Расплата — сука, и вот она пришла.
29
Холли не спрашивает Ходжеса, почему он повернул направо. Она невротик, но не глупая. Он едет со скоростью пешехода, смотрит налево, примеряется к свету с той стороны. Поравнявшись с ним, он останавливает машину и выключает двигатель. Теперь наступает полная тьма, и, когда он оглядывается на Холли, ей на мгновение чудится череп вместо его лица.
— Оставайся здесь, — тихо говорит он. — Напиши Джерому, что у нас все хорошо. А я попробую пройти туда по лесу и взять его.
— Ты же не имеешь в виду — живым?
— Если увижу его с одним из тех «Заппитов» — точно нет...
«Да и без него, наверное, тоже», — думает он, а вслух говорит:
— Рисковать нам нельзя.
— Значит, ты веришь, что это он. Это Брейди.
— Даже если и Бэбино — то он тоже часть этого. По саму макушку в этом. — Однако в какой-то момент он почувствовал уверенность, что разум Брейди Хартсфилда руководит телом Бэбино. Интуиция — вещь слишком серьезная, чтобы ее отвергать, и догадка уже приобрел вес факта.

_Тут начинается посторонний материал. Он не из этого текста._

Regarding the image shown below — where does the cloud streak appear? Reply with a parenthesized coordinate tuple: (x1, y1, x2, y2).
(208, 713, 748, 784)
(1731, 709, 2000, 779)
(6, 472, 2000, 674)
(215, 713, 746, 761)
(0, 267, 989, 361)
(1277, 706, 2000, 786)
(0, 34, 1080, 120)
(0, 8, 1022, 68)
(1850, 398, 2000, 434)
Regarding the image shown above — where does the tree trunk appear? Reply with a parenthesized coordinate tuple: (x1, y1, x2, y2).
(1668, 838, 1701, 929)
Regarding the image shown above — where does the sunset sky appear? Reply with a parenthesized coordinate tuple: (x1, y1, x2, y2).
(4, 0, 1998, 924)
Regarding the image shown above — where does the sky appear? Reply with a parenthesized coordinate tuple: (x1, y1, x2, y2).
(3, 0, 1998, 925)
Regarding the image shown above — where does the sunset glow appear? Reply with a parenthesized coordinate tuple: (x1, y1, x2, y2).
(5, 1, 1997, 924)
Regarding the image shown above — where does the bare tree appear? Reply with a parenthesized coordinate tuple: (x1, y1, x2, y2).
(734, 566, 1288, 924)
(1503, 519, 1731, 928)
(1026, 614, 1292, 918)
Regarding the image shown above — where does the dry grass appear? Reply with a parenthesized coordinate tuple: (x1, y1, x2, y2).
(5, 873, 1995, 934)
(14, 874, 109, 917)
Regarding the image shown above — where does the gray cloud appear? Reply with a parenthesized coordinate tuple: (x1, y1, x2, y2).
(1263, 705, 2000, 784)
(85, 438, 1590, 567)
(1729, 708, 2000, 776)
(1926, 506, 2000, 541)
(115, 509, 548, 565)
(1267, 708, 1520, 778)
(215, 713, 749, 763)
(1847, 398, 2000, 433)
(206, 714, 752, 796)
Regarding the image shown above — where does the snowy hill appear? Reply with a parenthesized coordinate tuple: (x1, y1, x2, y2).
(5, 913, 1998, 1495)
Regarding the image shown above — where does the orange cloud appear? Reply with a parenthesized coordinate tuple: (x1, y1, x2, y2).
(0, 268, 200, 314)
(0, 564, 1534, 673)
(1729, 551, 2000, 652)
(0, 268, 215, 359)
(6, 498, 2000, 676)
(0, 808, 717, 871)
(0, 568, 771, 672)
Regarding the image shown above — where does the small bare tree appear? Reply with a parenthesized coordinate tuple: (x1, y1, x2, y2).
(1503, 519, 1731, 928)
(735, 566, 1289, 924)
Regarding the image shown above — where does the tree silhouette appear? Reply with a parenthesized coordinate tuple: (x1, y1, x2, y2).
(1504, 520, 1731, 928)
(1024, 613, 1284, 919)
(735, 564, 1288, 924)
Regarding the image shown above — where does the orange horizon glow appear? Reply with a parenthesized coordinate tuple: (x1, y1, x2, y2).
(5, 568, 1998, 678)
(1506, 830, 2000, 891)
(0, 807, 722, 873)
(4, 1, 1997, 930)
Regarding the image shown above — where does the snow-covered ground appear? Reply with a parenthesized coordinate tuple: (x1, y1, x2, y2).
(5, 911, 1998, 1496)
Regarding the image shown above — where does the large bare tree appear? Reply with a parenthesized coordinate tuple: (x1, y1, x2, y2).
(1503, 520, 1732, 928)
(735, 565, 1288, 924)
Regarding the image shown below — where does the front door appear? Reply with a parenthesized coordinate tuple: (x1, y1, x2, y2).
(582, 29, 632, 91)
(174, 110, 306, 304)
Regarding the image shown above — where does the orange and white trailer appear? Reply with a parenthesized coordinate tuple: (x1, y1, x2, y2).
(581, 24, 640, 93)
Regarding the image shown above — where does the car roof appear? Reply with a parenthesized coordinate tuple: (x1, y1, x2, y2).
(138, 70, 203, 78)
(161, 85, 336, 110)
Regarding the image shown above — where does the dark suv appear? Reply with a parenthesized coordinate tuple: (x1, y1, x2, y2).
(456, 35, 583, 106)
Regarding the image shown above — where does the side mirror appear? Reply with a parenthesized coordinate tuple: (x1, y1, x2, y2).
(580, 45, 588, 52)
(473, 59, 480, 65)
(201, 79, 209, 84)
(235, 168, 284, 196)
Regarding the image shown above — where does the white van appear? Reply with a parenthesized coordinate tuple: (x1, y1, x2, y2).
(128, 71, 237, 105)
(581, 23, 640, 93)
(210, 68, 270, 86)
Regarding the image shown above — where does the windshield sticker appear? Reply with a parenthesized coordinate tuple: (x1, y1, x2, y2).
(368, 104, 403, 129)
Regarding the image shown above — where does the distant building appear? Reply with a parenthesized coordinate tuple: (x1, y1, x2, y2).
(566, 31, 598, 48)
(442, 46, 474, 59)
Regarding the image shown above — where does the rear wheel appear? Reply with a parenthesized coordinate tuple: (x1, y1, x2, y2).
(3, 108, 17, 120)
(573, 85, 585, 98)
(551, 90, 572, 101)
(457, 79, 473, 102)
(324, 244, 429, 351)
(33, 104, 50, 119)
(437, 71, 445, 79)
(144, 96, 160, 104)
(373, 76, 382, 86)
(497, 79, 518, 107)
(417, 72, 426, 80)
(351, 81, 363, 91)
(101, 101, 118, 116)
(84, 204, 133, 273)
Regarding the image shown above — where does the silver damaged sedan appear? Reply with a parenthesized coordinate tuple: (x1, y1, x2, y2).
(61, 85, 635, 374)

Боже помоги, если я убью его, и окажется, что это ошибка, думает он. Только как я узнаю? Как вообще я могу быть уверенным?
Он ожидает, что Холли будет против, что она скажет: «Возьми меня с собой», но она говорит лишь:
— Сомневаюсь, что я эту штуку смогу отсюда вывести, когда что-то с тобой случится, Билл.
Он дает ей визитку Тёрстона:
— Если я не вернусь через десять минут — нет, через пятнадцать, — звони ему.
— А если услышу выстрелы?
— Если это я и со мной все в порядке, я подам сигнал клаксоном машины Библиотечного Эла. Два быстрых гудка. Не услышишь их — езжай дальше в соседний лагерь «Что-То там Большого Боба». Заезжай, прячься где-нибудь и звони Тёрстону.
Ходжес наклоняется через центральную панель и впервые за время их знакомства целует Холли в губы. Она слишком поражена, чтобы ответить на поцелуй, но и не шарахается. Когда он отклоняется назад, она смущенно смотрит вниз и говорит первое, что приходит ей на ум:
— Билл, ты же в ботинках! Ты замерзнешь!